A spokeswoman for Brown said the incident stemmed from attempts by friends and family of Brown to pass through a visitor gate, and that all the issues “have been fully and amicably resolved, and everyone is getting along just fine.”
“Antonio regrets that he lost his cool that day and he has made amends with the HOA,” the spokeswoman told the Herald. “However, he is rightly concerned that he is routinely targeted by some people for mistreatment and undue scrutiny because he is Antonio Brown. He wants to be a good neighbor, good citizen and a good teammate.”
The NFL suspended Brown in July for what it described as multiple violations of its personal conduct policy, in a move related to a woman’s allegations that he sent her threatening text message after she rejected his unwanted advances. Also playing a role in the league’s decision was a January incident involving Brown and the driver of a moving truck at his Hollywood residence that led to charges of battery, burglary of an unoccupied conveyance and criminal mischief for the wide receiver.
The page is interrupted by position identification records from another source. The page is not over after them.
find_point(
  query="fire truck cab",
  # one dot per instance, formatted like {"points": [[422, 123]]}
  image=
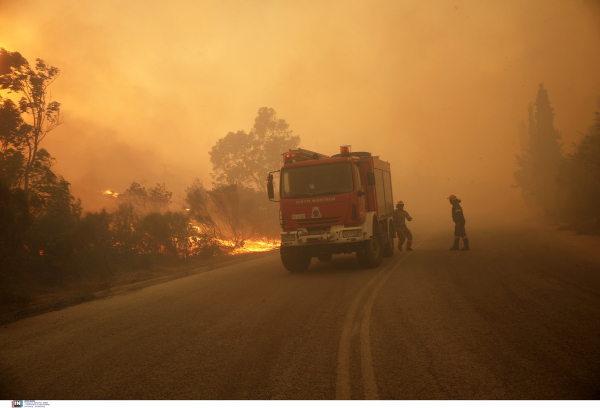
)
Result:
{"points": [[334, 205]]}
Brown received two years probation in that case and was ordered to attend an anger-management course. It is not clear if the recent episode, which reportedly occurred Oct. 15, might violate the terms of that probation.
The NFL has not closed an investigation into another woman’s accusations that Brown raped and sexually assaulted her in separate incidents in 2017 and 2018. The woman filed a lawsuit against Brown that is scheduled to go to trial in December.
When the Buccaneers added Brown, it appeared to signal change of heart on the part of head coach Bruce Arians, who worked with the wide receiver as a Pittsburgh assistant and previously described Brown as “a diva” and “not a fit in our locker room.”
After the signing, Arians said of the six-time Pro Bowler, “He screws up one time, he’s gone. I don’t think he will because he wants to play.”
Brown, who was out of the NFL for over a year after being released by New England in September 2019, said earlier this month, “I took a lot of time off from the game to reevaluate myself, to look within, to get a better perspective of myself and work on myself within and without.”
According to the police report obtained by the Herald, Brown “approached the guard shack and began to strike one of the surveillance cameras, causing it to break.” At another point during that episode, per the police, Brown “threw his bicycle at the guard gate arm,” causing the arm to remain stuck in an open position.
Brown has remained close with quarterback Tom Brady since they were briefly Patriots teammates, to the point that Brady opened his rented home in Tampa to Brown to help the latter transition to his new team. Arians denied last month that Brady pushed for the addition of Brown, pointing instead to the opportunity to add “a Pro Bowl-type player.”
“AB brings another dynamic to our team that we don’t have,” Arians said then (via NBC Sports). “I owe it to the rest of our players to put the best team out there possible. I don’t foresee any problems.
“I don’t anticipate any situation where he and I are going to have a problem. He knows that if there is, it’s a very short-lived contract.”